On September 7 Sativa Quinn wrote:

>I've been doing some oral history rsch. in an NA community, and am about
>to take an Oral History class up at U. Alaska Fairbanks which should
>include several people w/ similar experience. This made the posts on who
>has a right to interpret history to whom extremely interesting to me, &
>alot of good issues were debated, but in this type of case, still more
>come up. I am looking at some events from the early 20th cent., using
>non-native sources from the period, since that's all there is,
>biographies of elders written about 10 yrs. ago, and my own interviews w/
>those people as well as some others to construct a version of what
>happened. I quote liberally, hoping to present more of a "mosaic" rather
>than a univocal version, but of course, I make editing choices with all
>of this material.
>I am not Native. I am the person doing this job for two reasons. A: My
>degree is required to make the product respectable, regardless of what
>impact it does or doesn't have on the quality of it. B: Yes, I do have
>something in the way of specialized experience at doing library research,
>writing well according to current hegemonic standards, and perhaps,
>conducting an open-ended interview which still drives towards the needed
>information, though I think this takes ALOT of practice & I've got a ways
>to go.
>To my mind, this ties in w/ questions about whether we are "scientists"

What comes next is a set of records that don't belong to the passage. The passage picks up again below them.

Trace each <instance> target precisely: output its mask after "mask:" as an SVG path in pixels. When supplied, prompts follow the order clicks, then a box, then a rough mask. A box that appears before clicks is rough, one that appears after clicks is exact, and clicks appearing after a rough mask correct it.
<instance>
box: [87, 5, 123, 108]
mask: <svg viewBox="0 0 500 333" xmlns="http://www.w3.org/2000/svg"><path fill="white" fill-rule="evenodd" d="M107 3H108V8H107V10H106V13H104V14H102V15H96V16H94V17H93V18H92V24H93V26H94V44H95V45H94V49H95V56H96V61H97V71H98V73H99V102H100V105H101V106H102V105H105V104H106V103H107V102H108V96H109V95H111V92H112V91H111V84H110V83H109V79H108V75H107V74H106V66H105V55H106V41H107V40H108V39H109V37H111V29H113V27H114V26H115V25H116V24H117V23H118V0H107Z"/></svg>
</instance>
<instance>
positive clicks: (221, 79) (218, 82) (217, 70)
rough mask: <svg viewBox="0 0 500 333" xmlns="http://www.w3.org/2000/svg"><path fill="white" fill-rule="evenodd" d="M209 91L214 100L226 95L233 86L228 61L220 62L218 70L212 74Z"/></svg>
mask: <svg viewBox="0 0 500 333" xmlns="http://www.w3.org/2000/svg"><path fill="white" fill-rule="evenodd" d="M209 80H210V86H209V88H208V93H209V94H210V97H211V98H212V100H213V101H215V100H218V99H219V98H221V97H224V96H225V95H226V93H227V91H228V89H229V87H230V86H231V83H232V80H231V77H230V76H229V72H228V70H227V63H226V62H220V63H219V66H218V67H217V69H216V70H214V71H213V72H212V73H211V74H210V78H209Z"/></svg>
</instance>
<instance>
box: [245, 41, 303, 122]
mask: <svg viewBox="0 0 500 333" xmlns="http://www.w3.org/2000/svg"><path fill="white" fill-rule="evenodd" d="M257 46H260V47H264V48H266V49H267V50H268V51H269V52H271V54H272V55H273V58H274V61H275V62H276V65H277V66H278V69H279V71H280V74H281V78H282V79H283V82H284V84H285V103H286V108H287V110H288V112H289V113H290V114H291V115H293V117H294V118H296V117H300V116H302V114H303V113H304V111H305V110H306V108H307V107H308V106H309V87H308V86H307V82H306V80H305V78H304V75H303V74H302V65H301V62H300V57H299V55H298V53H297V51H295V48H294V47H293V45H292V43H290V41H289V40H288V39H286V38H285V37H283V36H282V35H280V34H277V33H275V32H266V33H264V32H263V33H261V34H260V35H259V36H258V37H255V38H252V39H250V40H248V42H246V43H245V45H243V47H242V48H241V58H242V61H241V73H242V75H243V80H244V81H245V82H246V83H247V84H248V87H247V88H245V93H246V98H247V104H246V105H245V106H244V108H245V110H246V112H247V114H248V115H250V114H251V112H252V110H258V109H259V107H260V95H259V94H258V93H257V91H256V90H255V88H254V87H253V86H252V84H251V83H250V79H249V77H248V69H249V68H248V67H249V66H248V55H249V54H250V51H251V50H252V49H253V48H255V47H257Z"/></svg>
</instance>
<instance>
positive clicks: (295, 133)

>too. What I am is a sort of translator for people who can't or won't
>understand one another directly. As such, I am in one of the many
>"helping" professions which will have succeeded fully only when it makes
>itself obsolete, in this case because the barriers to effective
>communication w/ sufficient respect for differences will have lowered to a
>point where "normal" people can do it. I see translation as an art,
>wordsmithing on a tightrope between over-exoticizing & over-trivializing,
>to somehow bring out the points that you, or some collaboration between
>you & some representatives of either the subject or the audience,
>consider to be important at this point in time. I do not pretend that my
>choice of topic or the details emphasized is unmotivated by present
>concerns. I do try to be thorough and fair in some sense, though. This
>probably requires elaboration but we can discuss it if anyone takes the bait.